Monday, Jul. 28, 1958

Echoes Around the World

Around the world, memories, fears and misgivings greeted the U.S. landing in Lebanon. The memories stirred in all nations that had ever been occupied (a good portion of the world's population), and raised doubts even among those Latin American, Asian and African nations that usually side with the West. The fear came from those who believed that U.S. involvement would increase the danger of war in the Middle East--a fear which the Russians set out to increase. The misgivings came from those who thought the West was backing the wrong forces in the Middle East in the wrong way.

Predictable was the Soviet bloc's denunciation of the U.S. move ("shameful aggression"): the Reds were delighted to change the subject from Hungary. Also predictable was the tiresome volley of "I told you so's" that poured forth from Israel, Britain and France, from those who believed that the West's troubles would be over by now had the Suez invaders been allowed "another 48 hours" in November 1956 to topple Nasser.
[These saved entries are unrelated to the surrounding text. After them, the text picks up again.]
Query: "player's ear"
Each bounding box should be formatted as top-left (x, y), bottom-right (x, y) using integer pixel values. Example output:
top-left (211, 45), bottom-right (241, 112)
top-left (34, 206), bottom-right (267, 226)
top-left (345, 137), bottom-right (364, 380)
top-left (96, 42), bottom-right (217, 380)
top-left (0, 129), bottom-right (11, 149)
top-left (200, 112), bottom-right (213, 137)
To allies of the West, such as Turkey and Iran, one undeniable gain of the week's events was the fact that this time the U.S. and Britain were acting in concert in the Middle East. Cracked one Englishman who had been against Suez: "At least, the U.S. has now been found drunk in the same ditch with us."

Not all of the reaction was predictable, and some of it hurt. In Canada, Toronto's Globe and Mail asked: "What is the difference--leaving aside the bloodshed and brutality in Budapest--between what the Russians did in Hungary and what the U.S. has done in Lebanon? The comparison will outrage most Americans, but most of the world's population will draw it." Unfortunately, much of the world's population did. Other reactions:

Britain: Laborites in the House of Commons cried "shame" at word of the U.S. landings, but Party Leader Hugh Gaitskell rejected the demands of leftist Laborites for a Commons vote on the issue of British support. Two days later, when Conservative Prime Minister Harold Macmillan announced the dispatch of British paratroopers to Jordan, Labor again demanded a vote, and left itself wide open for a shrewd riposte by Macmillan: "If it is not right to vote against America, why is it right to vote against Britain?" The censure of British intervention was defeated, 314-251.

This time Britain as a nation did not divide, as it had done at Suez, between those who puffed out their chests in pride and those who lowered their eyes in shame. Many who thought Anthony Eden's war on Nasser a senseless, immoral act regarded last week's moves, even if dangerous, as legal and justified. At week's end the British also landed a 400-man Royal Marine commando at Tobruk, Libya, near Egypt's western border.

In West Germany, under political pressure from Socialists who compared the U.S. landing with Hungary, Chancellor Konrad Adenauer's government chided the U.S. for failing to notify NATO beforehand, as NATO partners had informally agreed to do after Suez.

France dispatched a carrier, a cruiser and three destroyers to the Lebanon coast for a quick show of support to the U.S., but did not go ashore, where the Lebanese people have unhappy memories of French rule.

India and Indonesia both formally demanded that the U.S. withdraw its marines. So did Premier Kwame Nkrumah of Ghana (a visitor in Canada last week) who has an Egyptian bride and recently visited Egypt, but is determined not to let Nasser dominate Africa. India's Nehru, so slow to condemn Soviet intervention in Budapest, but now disturbed by Communist gains in India, mildly condemned the U.S. The fall of Iraq, diminishing the Baghdad Pact, hurts Pakistan, and therefore pleases India.

In the Philippines, commented the Manila Chronicle, reflecting the opinion of other former colonies who are U.S. allies: "The Arabs desire to weld their countries together and limit both Western and Communist encroachments in the area." The Parliament of Arab Morocco, where the U.S. has air bases, "forcibly denounced" the intervention. But Premier Abdullah Khalil of the Sudan, who is under constant pressure as Nasser's southern neighbor, expressed his "overwhelming joy," described the landings as "the turning point towards stability." And in Turkey the relief at the U.S. action was so unrestrained that Turkey's Baghdad Pact partners, Iran and Pakistan, had to appeal for caution. Turkish Foreign Minister Fatin Rustu Zorlu wanted to march into Iraq, where some 100,000 Turks live.

In Israel the public's first reaction to the Iraqi coup--"When do we march?"--gave way to relief after the Lebanon landing. Austria, which got its independence by promising to be neutral, protested the flight of Mideast-bound troops over its territory.

Most criticisms around the world questioned the wisdom or the good of the U.S. action. But had the U.S. done nothing, abandoning its friends, a different chorus would have been heard.